I have tried to emphasise to those thinking of voting ‘Yes’, that they need to understand how and why their own Scottish Government has set out to mislead them. People might consider voting ‘Yes’ for a wide range of very positive principles, but it still means they must align themselves with a divisive and insular nationalism that has throughout this campaign set out to drive wedges between people based on false or grossly exaggerated grievances. If you understand that but are still wanting to vote ‘Yes’, then I wish you well. My opinion has no more value than yours.
I look forward to a time well beyond the 18th September, when the dust has settled on all the rancour and wrangling that I fear will now inevitably follow whatever the result of the vote. With that behind us, we can again see our family, friends, neighbours and work colleagues as just those that we care for and live and work with, rather than as people who have had to take sides in this most divisive of debates.
For all that the ‘Yes’ side have enjoyed this campaign, it deeply saddens me that this has been at the expense of so many on the ‘No’ side who have been made to feel uncomfortable, derided, and sometimes like strangers in their own land. Silenced, by bullying and intimidation. Put off speaking their mind through fear of those who shout loudest and who are so happy to denigrate their opponents. While there has been unacceptable behaviour on both sides, those who have tried to be active online or on the streets in promoting the case for staying together have encountered abuse and a lack of respect time and again.

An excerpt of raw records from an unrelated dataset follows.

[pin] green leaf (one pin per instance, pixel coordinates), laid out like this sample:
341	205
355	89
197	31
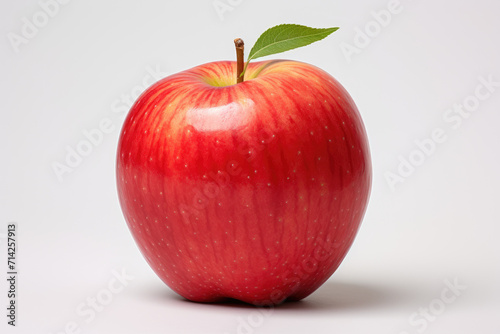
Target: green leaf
286	37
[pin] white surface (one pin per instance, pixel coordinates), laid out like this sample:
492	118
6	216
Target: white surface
441	224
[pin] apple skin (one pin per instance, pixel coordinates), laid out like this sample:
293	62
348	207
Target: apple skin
252	191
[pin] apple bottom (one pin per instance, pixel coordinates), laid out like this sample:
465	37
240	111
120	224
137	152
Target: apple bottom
259	246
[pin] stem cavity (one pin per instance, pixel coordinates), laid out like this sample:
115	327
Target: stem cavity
240	62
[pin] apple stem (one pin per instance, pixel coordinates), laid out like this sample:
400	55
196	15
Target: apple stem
240	62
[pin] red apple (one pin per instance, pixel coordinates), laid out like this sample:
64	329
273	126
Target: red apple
252	191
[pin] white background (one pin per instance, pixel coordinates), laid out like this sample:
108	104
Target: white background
441	224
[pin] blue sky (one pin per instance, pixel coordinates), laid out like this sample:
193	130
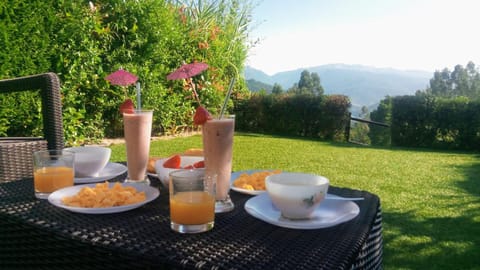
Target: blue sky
405	34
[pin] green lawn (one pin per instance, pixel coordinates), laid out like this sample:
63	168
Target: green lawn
430	199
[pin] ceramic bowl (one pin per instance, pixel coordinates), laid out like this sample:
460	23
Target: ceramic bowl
296	195
163	173
90	160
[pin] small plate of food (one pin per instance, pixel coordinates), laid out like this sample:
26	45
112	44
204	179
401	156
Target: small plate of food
251	182
103	198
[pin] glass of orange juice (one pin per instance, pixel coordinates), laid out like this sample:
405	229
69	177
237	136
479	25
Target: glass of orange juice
192	201
52	170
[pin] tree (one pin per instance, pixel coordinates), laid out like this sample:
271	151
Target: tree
277	89
359	131
460	82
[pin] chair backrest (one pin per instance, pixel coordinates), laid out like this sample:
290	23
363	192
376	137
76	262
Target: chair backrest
16	153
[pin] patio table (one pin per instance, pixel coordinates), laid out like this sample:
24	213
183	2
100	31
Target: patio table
35	234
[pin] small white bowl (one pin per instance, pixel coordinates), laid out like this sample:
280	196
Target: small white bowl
163	173
90	160
296	195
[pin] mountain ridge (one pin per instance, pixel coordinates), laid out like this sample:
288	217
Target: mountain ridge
365	85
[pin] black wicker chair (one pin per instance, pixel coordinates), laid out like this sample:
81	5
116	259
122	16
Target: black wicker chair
16	153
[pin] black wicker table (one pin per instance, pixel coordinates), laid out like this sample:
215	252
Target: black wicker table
35	234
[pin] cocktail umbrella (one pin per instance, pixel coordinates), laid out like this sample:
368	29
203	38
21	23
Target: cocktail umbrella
187	71
121	77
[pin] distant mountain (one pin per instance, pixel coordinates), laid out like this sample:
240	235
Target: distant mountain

They know the truth of who has set out to silence and deride them, and above all else, the First Minister has set the tone with his cynical, divisive and manipulative onslaught on so much that is good about this lovely country of ours.
I am concerned about whether I have done enough to confront the wrong doing of the Scottish Government and their corrosive nationalist propaganda. Sadly, if the ‘Yes’ vote is in the majority, I fear that some of the very people that have brought their passion to that campaign, will soon become deeply disillusioned with Alex Salmond and his brand of nationalism. They will be let down along with the rest of us, as it becomes clear that winning one man’s place in history has always taken precedence over the future well-being of the people of Scotland. There is even now, a growing sense of triumphalism in the nationalist camp, but there has been much to regret in how they have reached this point. The cost has been a heavy one. And we might all being paying for it for a very long time to come.
On the 18th September the nationalists want us to choose to turn our backs on the people of the rest of the United Kingdom – our families, friends and fellow countrymen and women. As I have said, the nationalists have had some good songs and have sung them well. But I hope with all my heart and mind that the great majority of the people of Scotland will vote ‘No’ on the 18th September, recognising as they do that ‘Separation’ , no matter how cheerfully and confidently it is sold, is still a sad old song of the past.